Senator Menendez later asked Secretary of State John Kerry whether this was true, and was told by the Secretary that he could neither confirm nor deny that assertion. It would be better to be fully briefed in a classified setting, Kerry said. But, “The IAEA has said that they are satisfied that they will be able to do this in a way that does not compromise their needs and that adequately gets the answers that they need,” Kerry asserted.
The Times dismissed this issue in its August 20 article, focusing instead on President Obama’s pro-deal letter to Congressman Jerrold Nadler (D-NY).
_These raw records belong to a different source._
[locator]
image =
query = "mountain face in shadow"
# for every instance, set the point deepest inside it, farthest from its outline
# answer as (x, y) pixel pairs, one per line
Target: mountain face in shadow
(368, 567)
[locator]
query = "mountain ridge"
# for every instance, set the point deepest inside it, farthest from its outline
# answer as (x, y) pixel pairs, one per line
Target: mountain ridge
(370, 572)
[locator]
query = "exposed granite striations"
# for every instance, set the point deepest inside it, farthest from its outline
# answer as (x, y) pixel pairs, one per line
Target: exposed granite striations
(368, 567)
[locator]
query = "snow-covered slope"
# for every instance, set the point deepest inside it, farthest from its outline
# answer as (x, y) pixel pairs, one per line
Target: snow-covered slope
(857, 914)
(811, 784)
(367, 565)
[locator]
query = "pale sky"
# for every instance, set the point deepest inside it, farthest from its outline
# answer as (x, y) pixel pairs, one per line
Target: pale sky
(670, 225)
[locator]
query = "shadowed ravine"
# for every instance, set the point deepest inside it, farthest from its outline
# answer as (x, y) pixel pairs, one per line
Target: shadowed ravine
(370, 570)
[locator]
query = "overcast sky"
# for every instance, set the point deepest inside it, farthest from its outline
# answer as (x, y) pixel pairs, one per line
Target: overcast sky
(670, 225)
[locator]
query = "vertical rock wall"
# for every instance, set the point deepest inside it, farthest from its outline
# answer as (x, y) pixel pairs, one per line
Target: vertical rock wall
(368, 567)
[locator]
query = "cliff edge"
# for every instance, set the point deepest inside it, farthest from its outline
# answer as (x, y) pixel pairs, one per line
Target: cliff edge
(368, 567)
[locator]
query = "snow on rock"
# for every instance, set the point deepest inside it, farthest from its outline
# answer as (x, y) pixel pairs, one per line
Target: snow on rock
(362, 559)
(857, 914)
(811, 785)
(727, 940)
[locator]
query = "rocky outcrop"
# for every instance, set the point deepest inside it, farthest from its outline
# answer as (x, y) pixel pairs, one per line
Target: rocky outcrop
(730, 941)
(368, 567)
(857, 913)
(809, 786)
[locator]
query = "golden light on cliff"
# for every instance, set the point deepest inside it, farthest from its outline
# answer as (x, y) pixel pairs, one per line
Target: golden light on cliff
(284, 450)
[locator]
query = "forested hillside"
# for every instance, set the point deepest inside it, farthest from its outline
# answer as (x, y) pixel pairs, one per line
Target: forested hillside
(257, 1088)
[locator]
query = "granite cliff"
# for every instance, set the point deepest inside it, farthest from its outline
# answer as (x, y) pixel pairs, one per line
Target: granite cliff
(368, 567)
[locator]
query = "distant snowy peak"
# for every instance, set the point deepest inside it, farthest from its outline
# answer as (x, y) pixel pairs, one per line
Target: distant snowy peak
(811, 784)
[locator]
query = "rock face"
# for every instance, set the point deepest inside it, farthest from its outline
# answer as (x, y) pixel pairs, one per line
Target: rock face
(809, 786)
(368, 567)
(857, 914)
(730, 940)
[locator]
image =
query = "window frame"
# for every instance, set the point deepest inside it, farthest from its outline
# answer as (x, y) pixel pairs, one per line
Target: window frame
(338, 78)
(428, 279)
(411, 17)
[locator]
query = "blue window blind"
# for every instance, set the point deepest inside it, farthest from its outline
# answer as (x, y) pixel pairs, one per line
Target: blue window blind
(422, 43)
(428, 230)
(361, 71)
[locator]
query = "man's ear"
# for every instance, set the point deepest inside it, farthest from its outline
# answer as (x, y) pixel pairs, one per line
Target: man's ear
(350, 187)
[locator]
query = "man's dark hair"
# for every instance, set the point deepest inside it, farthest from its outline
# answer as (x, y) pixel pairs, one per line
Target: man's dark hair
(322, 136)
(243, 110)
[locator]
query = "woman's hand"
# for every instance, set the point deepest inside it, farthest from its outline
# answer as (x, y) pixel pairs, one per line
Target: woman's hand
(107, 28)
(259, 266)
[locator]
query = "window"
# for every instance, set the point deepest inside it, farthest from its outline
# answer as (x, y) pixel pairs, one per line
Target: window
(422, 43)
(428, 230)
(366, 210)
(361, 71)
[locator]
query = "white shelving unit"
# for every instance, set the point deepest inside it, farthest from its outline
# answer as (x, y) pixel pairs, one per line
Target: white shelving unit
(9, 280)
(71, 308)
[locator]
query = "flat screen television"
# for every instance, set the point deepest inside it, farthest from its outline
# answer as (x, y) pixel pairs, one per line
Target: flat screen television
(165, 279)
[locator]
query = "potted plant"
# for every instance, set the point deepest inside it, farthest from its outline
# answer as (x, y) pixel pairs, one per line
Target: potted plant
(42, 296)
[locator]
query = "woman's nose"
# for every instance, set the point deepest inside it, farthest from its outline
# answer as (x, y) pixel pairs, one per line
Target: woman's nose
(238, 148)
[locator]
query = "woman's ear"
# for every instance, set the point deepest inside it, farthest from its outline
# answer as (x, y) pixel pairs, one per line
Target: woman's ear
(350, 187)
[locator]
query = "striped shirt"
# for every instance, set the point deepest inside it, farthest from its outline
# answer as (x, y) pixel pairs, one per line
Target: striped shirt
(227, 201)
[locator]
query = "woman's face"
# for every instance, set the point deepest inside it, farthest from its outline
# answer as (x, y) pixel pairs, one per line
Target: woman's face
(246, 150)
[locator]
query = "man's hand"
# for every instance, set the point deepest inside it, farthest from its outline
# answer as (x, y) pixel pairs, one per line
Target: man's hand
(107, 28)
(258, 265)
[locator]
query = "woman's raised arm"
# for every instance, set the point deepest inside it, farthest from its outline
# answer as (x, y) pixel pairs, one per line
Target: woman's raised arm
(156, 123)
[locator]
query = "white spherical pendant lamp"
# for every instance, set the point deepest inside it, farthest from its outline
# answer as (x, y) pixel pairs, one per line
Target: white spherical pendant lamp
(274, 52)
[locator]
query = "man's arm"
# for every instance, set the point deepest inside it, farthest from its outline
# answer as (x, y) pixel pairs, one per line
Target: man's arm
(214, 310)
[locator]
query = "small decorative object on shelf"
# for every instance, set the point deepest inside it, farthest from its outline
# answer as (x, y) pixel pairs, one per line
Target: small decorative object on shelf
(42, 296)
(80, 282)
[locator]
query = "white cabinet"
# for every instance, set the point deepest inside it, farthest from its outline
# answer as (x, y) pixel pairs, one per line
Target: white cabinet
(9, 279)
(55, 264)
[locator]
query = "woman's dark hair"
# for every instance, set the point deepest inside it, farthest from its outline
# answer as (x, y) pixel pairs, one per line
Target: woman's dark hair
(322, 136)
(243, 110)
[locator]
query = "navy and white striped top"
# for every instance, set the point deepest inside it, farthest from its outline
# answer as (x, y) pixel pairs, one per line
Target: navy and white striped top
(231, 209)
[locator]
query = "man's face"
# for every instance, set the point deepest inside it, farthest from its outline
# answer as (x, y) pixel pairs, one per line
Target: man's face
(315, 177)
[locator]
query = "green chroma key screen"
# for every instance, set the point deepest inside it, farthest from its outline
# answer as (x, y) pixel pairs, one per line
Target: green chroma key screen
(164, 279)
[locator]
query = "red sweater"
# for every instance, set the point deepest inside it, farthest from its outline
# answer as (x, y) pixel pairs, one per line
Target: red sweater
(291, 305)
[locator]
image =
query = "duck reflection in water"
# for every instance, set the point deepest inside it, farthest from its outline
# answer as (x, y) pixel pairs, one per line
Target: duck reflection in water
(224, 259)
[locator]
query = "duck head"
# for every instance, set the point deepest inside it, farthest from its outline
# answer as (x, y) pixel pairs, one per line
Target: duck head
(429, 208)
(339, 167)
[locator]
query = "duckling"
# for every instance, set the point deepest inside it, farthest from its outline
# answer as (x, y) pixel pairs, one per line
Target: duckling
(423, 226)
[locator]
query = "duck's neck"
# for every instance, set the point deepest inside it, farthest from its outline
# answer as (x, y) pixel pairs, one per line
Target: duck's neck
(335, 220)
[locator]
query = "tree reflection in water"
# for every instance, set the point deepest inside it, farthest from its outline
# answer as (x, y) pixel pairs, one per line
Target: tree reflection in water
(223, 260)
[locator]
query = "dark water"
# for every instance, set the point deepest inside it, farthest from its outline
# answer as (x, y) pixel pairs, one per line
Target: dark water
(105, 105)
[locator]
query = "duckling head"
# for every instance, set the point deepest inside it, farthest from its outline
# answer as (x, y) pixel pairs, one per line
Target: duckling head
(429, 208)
Nadler endorsed the deal the next day.
Republicans have “pounced” on this news of inadequate enforcement, but “that issue involved a longstanding effort by the IAEA to complete a report on past Iranian efforts to develop a nuclear weapon, an important part of the international effort to pressure Iran,” argues Jonathan Weisman near the end of his article in the Times.
“It has little to do with verification of the nuclear accord between Iran and the United States, Britain, Germany, France, Russia and China,” he writes. “That verification regime is laid out in the actual nuclear accord and does not rely on Iran’s self-monitoring.”
If this side deal has little to do with the accord, then why list it within the framework in the first place? The deal requires Iran to work with the IAEA on “outstanding issues” as part of listed “transparency and confidence building measures.”
Iran, therefore, is under considerable pressure to appear to now be cooperating with the IAEA.
The Washington Examiner argues in an editorial that “Such an arrangement would give the Iranian regime effective control of the process, making inspections of this site a farce. If this is so, then the Obama administration has agreed to give Iran massive sanctions relief, amounting to $140 billion, in exchange for little more than promises that cannot be verified independently.”
Instead of increasing transparency, Iran has resorted to attempting to coerce its own inspectors. Rather than ignoring or downplaying this nation’s continued stonewalling, the mainstream media might want to reconsider their blind support for this flawed, unworkable deal.